Configuration for the model, should be a dictionary conforming to [ConfigDict][pydantic.config.ConfigDict].

role: str
async app.backend.server.analyse(request: ChatRequest, hf: bool = False)[source]

Score a chat prompt for security, uncertainty, robustness and per-claim confidence.

Generation runs through the Hydra PoE ensemble unless hf=True is passed (or the ensemble failed to load), in which case the HF Inference API is used as a fallback and security / uncertainty / robustness are returned as unavailable-style payloads.

The claim ledger is independent of the generation backend: it always decomposes raw_response and scores each claim with NLI self-entailment when BERT is available.

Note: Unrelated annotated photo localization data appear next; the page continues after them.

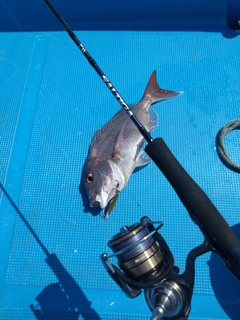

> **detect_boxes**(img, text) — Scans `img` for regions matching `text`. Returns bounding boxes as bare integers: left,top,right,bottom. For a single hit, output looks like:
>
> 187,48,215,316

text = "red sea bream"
83,71,181,209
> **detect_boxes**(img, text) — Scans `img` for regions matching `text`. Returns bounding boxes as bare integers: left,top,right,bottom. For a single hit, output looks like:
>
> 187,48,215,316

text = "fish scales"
82,71,181,210
92,108,145,159
90,109,128,156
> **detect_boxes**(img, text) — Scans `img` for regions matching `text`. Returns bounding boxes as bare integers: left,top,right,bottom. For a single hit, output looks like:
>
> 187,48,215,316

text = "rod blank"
44,0,153,143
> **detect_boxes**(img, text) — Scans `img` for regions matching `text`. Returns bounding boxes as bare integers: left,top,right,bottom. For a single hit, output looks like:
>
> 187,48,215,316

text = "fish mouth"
89,195,108,209
91,200,101,208
90,200,107,210
89,194,103,208
89,185,118,210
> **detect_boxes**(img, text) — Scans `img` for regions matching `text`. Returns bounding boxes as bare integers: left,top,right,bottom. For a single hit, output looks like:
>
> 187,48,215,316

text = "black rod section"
44,0,153,143
145,138,240,280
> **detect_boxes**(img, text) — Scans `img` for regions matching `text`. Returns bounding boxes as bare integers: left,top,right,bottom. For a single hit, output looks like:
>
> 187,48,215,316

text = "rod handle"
145,138,240,254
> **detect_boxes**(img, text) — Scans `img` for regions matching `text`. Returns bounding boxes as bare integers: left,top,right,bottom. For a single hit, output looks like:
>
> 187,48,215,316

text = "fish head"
83,158,121,209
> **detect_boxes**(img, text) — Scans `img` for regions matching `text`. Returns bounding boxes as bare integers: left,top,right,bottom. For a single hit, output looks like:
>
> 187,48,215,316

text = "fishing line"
0,182,50,257
107,224,162,260
44,0,153,143
1,0,23,31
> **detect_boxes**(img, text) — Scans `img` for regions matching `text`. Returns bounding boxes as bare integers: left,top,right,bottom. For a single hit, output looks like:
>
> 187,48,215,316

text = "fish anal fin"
142,71,182,104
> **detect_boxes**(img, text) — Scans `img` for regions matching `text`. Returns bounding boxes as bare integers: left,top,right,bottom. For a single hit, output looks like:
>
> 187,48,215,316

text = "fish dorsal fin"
90,107,132,149
142,71,181,104
90,116,120,148
90,128,102,148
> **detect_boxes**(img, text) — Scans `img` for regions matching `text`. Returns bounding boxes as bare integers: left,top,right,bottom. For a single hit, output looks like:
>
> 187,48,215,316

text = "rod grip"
145,138,240,253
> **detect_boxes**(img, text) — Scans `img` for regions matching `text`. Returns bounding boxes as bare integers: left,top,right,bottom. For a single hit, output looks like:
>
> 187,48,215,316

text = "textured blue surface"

KLE-based uncertainty for NLP queries is computed here (not inside generate) because it requires KLE_N_SAMPLES extra forward passes.

Parameters:
  • request – Chat history; the last user turn is the prompt.

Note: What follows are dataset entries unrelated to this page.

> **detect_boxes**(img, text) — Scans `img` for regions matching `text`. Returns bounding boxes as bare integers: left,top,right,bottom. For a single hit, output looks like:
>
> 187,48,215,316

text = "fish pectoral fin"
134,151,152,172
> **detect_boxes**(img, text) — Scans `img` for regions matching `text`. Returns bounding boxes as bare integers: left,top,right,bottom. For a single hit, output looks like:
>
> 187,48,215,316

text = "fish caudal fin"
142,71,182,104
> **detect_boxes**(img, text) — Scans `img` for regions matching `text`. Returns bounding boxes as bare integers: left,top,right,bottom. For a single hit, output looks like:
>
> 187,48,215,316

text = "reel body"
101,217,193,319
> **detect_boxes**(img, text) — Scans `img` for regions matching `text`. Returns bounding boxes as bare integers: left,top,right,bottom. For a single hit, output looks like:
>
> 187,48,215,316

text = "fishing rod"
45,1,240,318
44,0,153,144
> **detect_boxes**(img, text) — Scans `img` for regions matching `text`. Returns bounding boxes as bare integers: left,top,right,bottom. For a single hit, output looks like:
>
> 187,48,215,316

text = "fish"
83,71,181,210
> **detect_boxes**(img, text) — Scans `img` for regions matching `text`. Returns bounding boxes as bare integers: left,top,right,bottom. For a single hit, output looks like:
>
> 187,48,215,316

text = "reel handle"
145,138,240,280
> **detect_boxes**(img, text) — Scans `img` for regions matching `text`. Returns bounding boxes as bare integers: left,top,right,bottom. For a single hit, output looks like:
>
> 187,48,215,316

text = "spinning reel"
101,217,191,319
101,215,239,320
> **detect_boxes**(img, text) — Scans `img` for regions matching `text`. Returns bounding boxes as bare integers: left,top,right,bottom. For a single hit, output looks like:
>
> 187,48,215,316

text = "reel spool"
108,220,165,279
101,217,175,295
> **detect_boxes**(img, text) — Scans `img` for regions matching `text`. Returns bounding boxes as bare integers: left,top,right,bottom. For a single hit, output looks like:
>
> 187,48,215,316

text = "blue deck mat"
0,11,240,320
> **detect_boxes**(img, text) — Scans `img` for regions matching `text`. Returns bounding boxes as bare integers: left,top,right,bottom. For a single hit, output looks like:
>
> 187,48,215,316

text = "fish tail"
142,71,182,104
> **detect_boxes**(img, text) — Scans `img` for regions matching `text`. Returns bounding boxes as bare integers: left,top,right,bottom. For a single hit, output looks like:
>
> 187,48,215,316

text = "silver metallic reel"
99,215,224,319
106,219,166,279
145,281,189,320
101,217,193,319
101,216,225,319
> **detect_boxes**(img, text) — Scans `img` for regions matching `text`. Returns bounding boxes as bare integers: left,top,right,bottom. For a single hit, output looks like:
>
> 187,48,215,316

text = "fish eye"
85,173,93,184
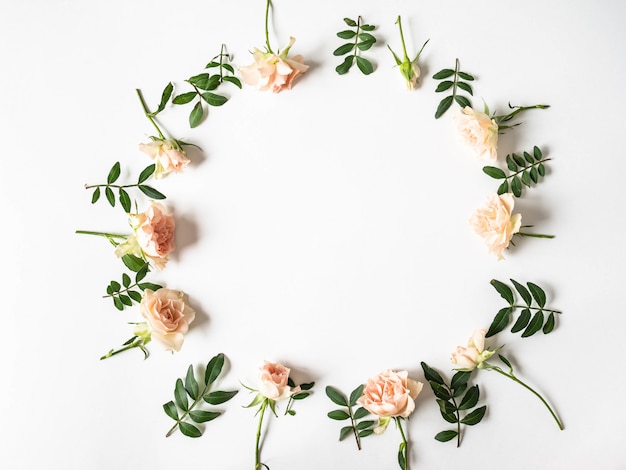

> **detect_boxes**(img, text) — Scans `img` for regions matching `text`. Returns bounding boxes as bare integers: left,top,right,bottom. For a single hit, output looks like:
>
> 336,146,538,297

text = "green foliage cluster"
421,362,486,447
163,353,238,438
326,385,375,450
487,279,561,338
334,17,377,75
171,47,241,128
88,162,165,213
285,378,315,416
433,58,474,118
105,259,161,311
483,146,550,197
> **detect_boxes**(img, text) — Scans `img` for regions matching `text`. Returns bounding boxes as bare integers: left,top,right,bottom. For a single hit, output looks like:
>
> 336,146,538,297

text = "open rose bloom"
357,370,423,434
451,328,495,371
239,37,309,93
140,288,196,352
138,139,190,179
453,106,499,162
470,193,521,260
258,361,299,401
115,201,175,269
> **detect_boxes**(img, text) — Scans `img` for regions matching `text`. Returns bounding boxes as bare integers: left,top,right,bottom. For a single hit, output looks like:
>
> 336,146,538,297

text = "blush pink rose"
140,288,196,352
453,106,499,162
451,329,495,371
258,361,298,401
239,37,309,93
357,370,423,419
132,201,175,269
469,193,521,260
138,139,190,179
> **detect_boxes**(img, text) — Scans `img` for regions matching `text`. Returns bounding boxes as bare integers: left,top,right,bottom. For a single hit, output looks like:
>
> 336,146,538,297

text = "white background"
2,1,625,469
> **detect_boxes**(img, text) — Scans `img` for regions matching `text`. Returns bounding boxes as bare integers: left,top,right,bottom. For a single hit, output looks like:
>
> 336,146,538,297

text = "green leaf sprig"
487,279,562,338
83,161,165,212
420,362,486,447
325,384,375,450
104,261,162,311
284,378,315,416
172,45,240,128
433,58,474,118
163,353,238,438
334,17,378,75
483,146,551,197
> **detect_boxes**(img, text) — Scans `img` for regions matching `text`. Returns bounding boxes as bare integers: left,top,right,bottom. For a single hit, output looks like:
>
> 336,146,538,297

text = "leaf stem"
349,404,362,450
511,305,562,314
165,381,211,437
264,0,273,54
483,363,563,430
506,158,552,179
353,16,363,61
136,89,166,140
255,399,268,469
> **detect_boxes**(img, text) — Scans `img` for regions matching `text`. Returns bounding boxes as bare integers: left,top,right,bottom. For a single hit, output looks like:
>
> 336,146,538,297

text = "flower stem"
495,104,550,125
255,400,268,469
75,230,128,239
264,0,273,53
136,88,166,140
485,364,563,430
516,232,555,239
100,337,148,360
396,16,409,60
395,417,409,470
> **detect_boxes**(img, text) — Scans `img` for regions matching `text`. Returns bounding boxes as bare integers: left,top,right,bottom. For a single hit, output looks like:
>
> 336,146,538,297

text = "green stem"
352,16,362,60
494,104,550,125
511,305,562,314
396,16,408,60
255,400,268,469
136,89,166,139
75,230,128,239
349,405,362,450
452,58,460,102
485,364,563,430
506,158,552,179
166,381,210,437
516,232,555,239
84,183,139,190
395,417,409,470
264,0,273,53
100,337,147,360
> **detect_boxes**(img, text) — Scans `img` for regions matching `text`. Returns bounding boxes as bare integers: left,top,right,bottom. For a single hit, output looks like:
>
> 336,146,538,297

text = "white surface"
2,1,625,469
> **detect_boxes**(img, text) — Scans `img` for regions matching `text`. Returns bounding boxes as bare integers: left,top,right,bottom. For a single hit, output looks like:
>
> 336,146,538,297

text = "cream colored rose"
239,37,309,93
451,329,495,371
140,288,196,352
453,106,499,162
357,370,423,424
258,361,298,401
138,139,190,179
470,193,521,260
133,201,175,269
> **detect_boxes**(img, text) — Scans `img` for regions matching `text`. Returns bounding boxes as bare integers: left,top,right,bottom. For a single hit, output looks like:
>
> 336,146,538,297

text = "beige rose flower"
453,106,499,162
258,361,298,401
451,329,495,371
140,288,196,352
239,37,309,93
139,139,190,179
357,370,423,424
470,193,521,260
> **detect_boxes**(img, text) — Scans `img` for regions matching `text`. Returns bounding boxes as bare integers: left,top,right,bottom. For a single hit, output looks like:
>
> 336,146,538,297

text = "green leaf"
437,399,456,416
339,426,353,441
356,420,375,430
185,365,199,400
119,188,131,213
521,170,531,187
460,405,486,425
430,382,451,401
455,95,471,108
355,57,373,75
360,24,375,31
128,290,142,302
398,443,407,470
510,279,531,305
486,307,513,337
543,312,555,334
201,92,228,107
138,282,162,291
450,371,471,392
343,17,357,27
138,185,166,200
222,75,242,89
522,310,544,337
105,187,115,207
453,383,467,398
434,430,458,442
179,422,202,438
326,386,348,407
353,407,369,419
172,92,197,105
458,385,479,410
457,81,473,94
122,254,145,272
457,71,474,81
203,390,238,405
337,29,356,39
300,382,315,391
91,187,101,203
511,308,531,333
333,43,354,56
155,82,173,114
107,162,121,185
205,353,225,386
357,40,375,51
119,294,132,307
110,280,121,292
538,162,546,177
189,410,220,423
483,166,507,179
174,378,189,411
189,101,204,128
530,166,539,184
349,384,364,407
136,263,149,282
499,354,513,371
512,153,526,166
188,73,211,89
435,81,454,92
524,151,534,164
113,297,123,310
491,279,514,304
511,176,522,197
533,145,543,160
358,429,374,438
420,362,445,385
358,33,376,43
435,95,454,119
335,55,354,75
432,68,454,79
328,410,350,420
497,180,509,195
506,155,518,172
527,282,547,307
163,401,178,420
138,164,155,184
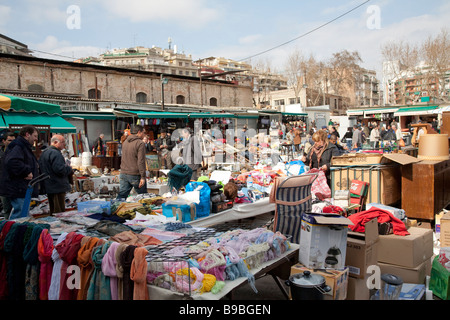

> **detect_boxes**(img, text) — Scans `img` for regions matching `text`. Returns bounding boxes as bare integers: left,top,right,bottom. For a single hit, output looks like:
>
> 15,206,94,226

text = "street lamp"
161,74,169,111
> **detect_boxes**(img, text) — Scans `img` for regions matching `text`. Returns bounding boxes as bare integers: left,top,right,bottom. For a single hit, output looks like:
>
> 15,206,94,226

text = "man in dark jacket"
38,134,73,214
117,125,147,199
0,131,15,218
154,129,174,169
0,126,39,219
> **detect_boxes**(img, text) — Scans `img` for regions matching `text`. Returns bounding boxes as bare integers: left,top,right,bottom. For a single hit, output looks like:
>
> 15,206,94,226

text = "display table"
187,197,276,227
147,244,299,300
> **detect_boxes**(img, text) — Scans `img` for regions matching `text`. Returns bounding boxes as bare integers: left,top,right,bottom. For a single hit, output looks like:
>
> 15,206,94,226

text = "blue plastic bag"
185,181,211,218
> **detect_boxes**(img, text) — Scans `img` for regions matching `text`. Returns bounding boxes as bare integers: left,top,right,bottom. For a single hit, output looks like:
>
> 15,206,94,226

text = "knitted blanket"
168,164,193,191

  • hf – Force the HF Inference API path even when Hydra is healthy. Useful for A/B comparisons against the unverified baseline.

Returns:

Dict with keys claims, overall_confidence, uncertainty, security, robustness, raw_response, model, is_mcq. See app.backend.response_payloads for the security/uncertainty/ robustness sub-schemas.

app.backend.server.call_hf_model(messages: list[dict]) str[source]

Call the HF Inference API as a fallback when Hydra is unavailable or bypassed.

Used when hf=true is passed to /api/analyse or when load_hydra failed at lifespan startup. No PoE verification is available in this path; the security payload from the caller reflects that with certified=None.

async app.backend.server.health()[source]

Lightweight liveness probe used by Cloudflare Pages, uptime checks and Modal’s health monitor.

Returns:

{"status": "ok"}. Does not touch model state, so a 200 here only means the ASGI process is up; readiness for Hydra requests is implicit in successful /api/analyse calls.

app.backend.server.lifespan(app: FastAPI)[source]

FastAPI lifespan that loads (or re-uses preloaded) Hydra and BERT models.

On Modal the @modal.enter() hook in app.backend.modal_app has already populated _models["hydra"] before this runs; the duplicate load would otherwise add ~30s of cold-start. BERT is always loaded here because Modal’s preload only warms Hydra.

Parameters:

app – FastAPI application instance (unused but required by the lifespan protocol).